Application Programming Interfaces (APIs): The Soft Underbelly of Zero Trust

April 25, 2022

Dean Phillips Executive Director of Public Sector Programs

Post Featured Image

Zero Trust is a great framework to protect our IT assets, operations, and data.  It has gained a lot of attention and many followers since the idea was first introduced by John Kindervag, and it has helped organizations as they mature their respective IT security programs.  Even government agencies were directed to “advance toward Zero Trust Architecture” in President Biden’s Executive Order on Improving the Nation’s Cybersecurity.  Although interest is strong and the effort to improve is meaningful, the outcome will be less than expected if API security is not included.  And I rarely hear anyone discussing API security as part of their Zero Trust architecture.

Many organizations focus security on end users and their devices, policies and processes, firewalls, antivirus software, and Intrusion Detection/Protection Systems.  But they don’t pay attention to what their applications are doing.  Take the recent Spring4Shell vulnerability as an example. 

Spring4Shell Vulnerability

The API was modified to create a new entry with a malicious payload.  To the traditional security hardware, which applies a simple logic test, the API looked normal; it was trusted.  The simple logic test failed to identify the changes in the API and recognize the vulnerability.  Without human interaction to identify and reconfigure equipment, Spring4Shell could have caused significant damage. 
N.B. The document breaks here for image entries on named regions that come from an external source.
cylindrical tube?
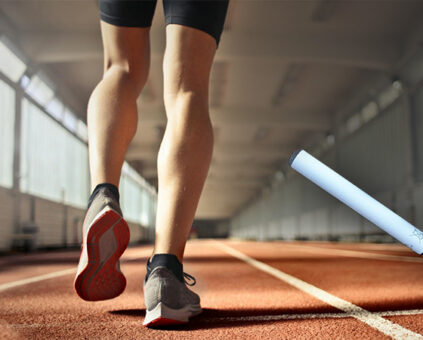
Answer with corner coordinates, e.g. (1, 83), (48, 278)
(289, 150), (423, 255)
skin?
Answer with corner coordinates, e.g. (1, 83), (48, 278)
(87, 21), (217, 262)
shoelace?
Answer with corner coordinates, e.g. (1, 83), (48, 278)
(184, 272), (197, 286)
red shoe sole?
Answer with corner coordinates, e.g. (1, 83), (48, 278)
(144, 318), (188, 328)
(74, 210), (129, 301)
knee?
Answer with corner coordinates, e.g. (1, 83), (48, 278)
(103, 61), (148, 97)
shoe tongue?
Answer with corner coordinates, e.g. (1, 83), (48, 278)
(146, 254), (184, 282)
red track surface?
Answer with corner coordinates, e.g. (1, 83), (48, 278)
(0, 241), (423, 339)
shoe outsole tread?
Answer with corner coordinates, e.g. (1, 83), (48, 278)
(74, 210), (129, 301)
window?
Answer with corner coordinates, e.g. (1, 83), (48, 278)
(20, 99), (89, 208)
(0, 37), (26, 83)
(25, 74), (54, 106)
(0, 79), (15, 188)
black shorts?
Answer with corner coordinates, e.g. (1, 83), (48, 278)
(98, 0), (229, 45)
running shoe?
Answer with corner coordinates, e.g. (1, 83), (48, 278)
(143, 260), (202, 327)
(74, 187), (129, 301)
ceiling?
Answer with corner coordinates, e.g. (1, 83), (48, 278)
(0, 0), (423, 219)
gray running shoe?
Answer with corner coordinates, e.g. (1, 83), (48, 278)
(74, 188), (129, 301)
(144, 267), (202, 327)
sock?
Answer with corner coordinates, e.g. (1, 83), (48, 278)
(145, 254), (184, 282)
(87, 183), (120, 209)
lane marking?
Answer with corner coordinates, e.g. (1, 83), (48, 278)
(209, 309), (423, 322)
(4, 309), (423, 328)
(0, 268), (76, 292)
(285, 244), (423, 263)
(216, 242), (423, 340)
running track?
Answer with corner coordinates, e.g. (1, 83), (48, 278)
(0, 240), (423, 339)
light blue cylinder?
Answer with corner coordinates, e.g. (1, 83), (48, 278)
(289, 150), (423, 255)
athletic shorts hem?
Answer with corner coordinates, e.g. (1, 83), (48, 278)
(165, 15), (220, 48)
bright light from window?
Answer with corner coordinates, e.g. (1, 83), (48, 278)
(25, 74), (54, 106)
(63, 108), (78, 132)
(19, 74), (31, 90)
(46, 97), (64, 121)
(76, 120), (88, 142)
(0, 38), (26, 83)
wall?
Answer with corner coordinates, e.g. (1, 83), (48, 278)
(0, 187), (151, 251)
(230, 52), (423, 241)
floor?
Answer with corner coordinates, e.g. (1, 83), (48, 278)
(0, 240), (423, 339)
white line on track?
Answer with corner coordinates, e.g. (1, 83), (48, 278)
(285, 244), (423, 263)
(0, 268), (76, 292)
(216, 242), (423, 340)
(209, 309), (423, 322)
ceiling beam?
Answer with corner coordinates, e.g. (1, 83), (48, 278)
(21, 31), (401, 70)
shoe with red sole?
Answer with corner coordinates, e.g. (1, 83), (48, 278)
(74, 188), (129, 301)
(143, 258), (202, 328)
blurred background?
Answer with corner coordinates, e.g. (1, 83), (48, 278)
(0, 0), (423, 252)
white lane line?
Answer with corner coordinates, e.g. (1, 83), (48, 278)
(4, 309), (423, 329)
(216, 242), (423, 340)
(209, 309), (423, 322)
(285, 244), (423, 263)
(0, 268), (76, 292)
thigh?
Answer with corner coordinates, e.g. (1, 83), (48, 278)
(97, 0), (157, 27)
(163, 0), (229, 48)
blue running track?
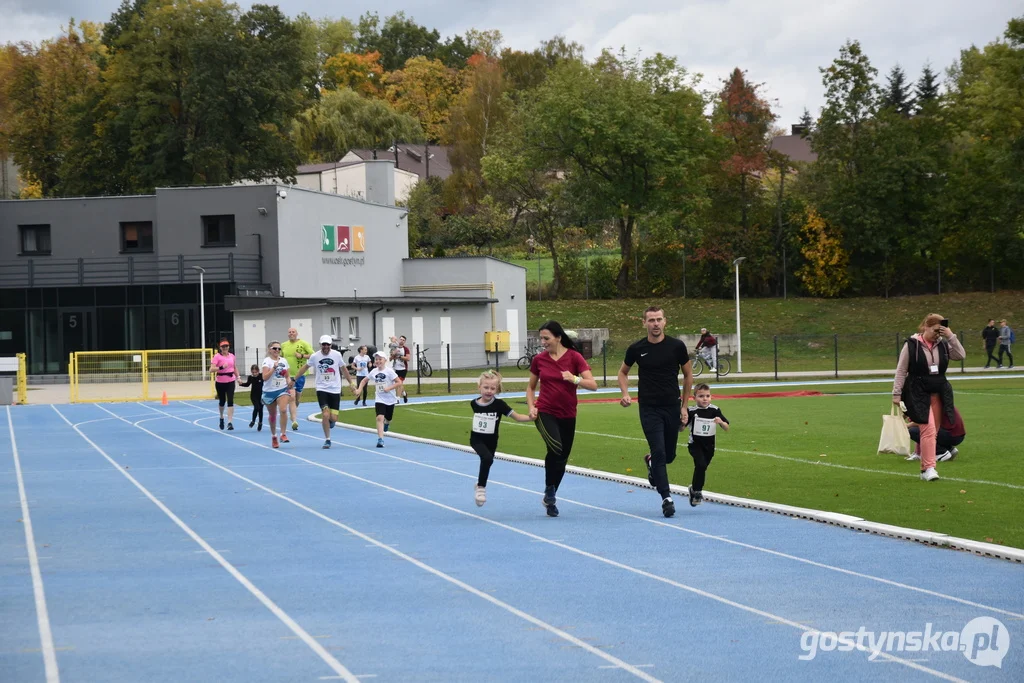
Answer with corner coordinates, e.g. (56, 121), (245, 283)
(0, 403), (1024, 683)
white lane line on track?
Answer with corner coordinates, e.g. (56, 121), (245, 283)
(148, 405), (966, 683)
(402, 408), (1024, 490)
(50, 405), (359, 683)
(96, 405), (660, 683)
(7, 405), (60, 683)
(182, 401), (1024, 618)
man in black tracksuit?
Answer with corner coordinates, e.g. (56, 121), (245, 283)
(618, 306), (693, 517)
(981, 318), (999, 368)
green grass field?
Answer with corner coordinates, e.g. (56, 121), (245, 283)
(335, 380), (1024, 548)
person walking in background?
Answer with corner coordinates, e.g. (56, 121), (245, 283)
(352, 344), (373, 405)
(998, 318), (1017, 368)
(239, 364), (263, 432)
(981, 318), (999, 368)
(469, 370), (530, 507)
(526, 321), (597, 517)
(281, 328), (313, 432)
(893, 313), (967, 481)
(261, 341), (292, 449)
(618, 306), (707, 517)
(210, 339), (239, 431)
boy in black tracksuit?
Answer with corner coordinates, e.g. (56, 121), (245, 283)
(239, 366), (263, 431)
(686, 384), (729, 508)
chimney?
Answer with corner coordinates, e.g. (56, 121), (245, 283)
(362, 160), (394, 206)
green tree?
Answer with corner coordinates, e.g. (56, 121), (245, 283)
(503, 54), (709, 295)
(291, 89), (423, 164)
(355, 11), (440, 72)
(101, 0), (308, 191)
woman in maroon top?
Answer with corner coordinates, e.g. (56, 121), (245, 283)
(526, 321), (597, 517)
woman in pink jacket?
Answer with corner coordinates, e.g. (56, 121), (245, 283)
(210, 339), (239, 430)
(893, 313), (967, 481)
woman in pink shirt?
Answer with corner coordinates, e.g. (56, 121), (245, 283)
(526, 321), (597, 517)
(893, 313), (967, 481)
(210, 339), (239, 430)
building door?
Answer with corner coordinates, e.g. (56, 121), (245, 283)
(60, 308), (96, 369)
(242, 319), (266, 369)
(164, 307), (191, 349)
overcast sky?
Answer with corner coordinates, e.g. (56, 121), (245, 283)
(0, 0), (1024, 126)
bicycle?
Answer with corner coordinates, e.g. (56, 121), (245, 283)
(693, 354), (732, 377)
(416, 348), (434, 377)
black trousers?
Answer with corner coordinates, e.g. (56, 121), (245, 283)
(998, 344), (1014, 366)
(469, 439), (498, 486)
(640, 401), (683, 498)
(687, 437), (715, 490)
(535, 413), (575, 490)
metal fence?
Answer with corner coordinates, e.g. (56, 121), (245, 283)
(68, 349), (214, 403)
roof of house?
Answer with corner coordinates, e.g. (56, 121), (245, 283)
(346, 142), (452, 179)
(771, 135), (818, 163)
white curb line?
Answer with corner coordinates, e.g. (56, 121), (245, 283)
(333, 416), (1024, 563)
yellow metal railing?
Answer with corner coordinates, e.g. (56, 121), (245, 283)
(16, 353), (29, 405)
(68, 348), (214, 403)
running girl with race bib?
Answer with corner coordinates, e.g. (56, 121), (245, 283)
(686, 383), (729, 508)
(469, 370), (531, 506)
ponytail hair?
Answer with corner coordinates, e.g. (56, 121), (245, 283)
(537, 321), (580, 352)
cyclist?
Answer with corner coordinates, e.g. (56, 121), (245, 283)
(693, 328), (718, 373)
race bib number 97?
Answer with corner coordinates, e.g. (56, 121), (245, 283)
(693, 418), (718, 436)
(473, 415), (498, 434)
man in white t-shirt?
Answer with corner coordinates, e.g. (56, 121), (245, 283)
(295, 335), (355, 449)
(355, 351), (402, 449)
Can we always count on identifying zero-day vulnerabilities so quickly?  How many other APIs could be easily modified and used to bypass security systems?  Spring4Shell should be a wake-up call to all those concerned with cybersecurity that APIs are a real vulnerability.

Summary

The number of applications we use every day has exponentially increased and that growth shows no sign of slowing down.  APIs are presenting an ever-larger attack surface.  According to Gartner’s August 2019 report, API Security: What you need to do to protect your APIs, “By 2022, API abuses will move from an infrequent to the most-frequent attack vector”.  Recent surveys bear that out: a large percentage of organizations experienced API security incidents over the last 12 months, often involving data breaches or loss.  Without robust API security, any efforts to enable a Zero Trust architecture will be incomplete.

Government agencies are often slower to adopt technological changes due to a variety of reasons, including budgetary considerations as well as a methodical approach to risk/reward evaluation.  However, with regard to API security, government agencies don’t have the luxury of time.  The threat landscape is changing rapidly and with the increasing emphasis on Zero Trust, now is the time to include APIs as part of that framework.  We should build appropriate API security into systems now before more threat actors expose the vulnerabilities and we’re left picking up the pieces after an event.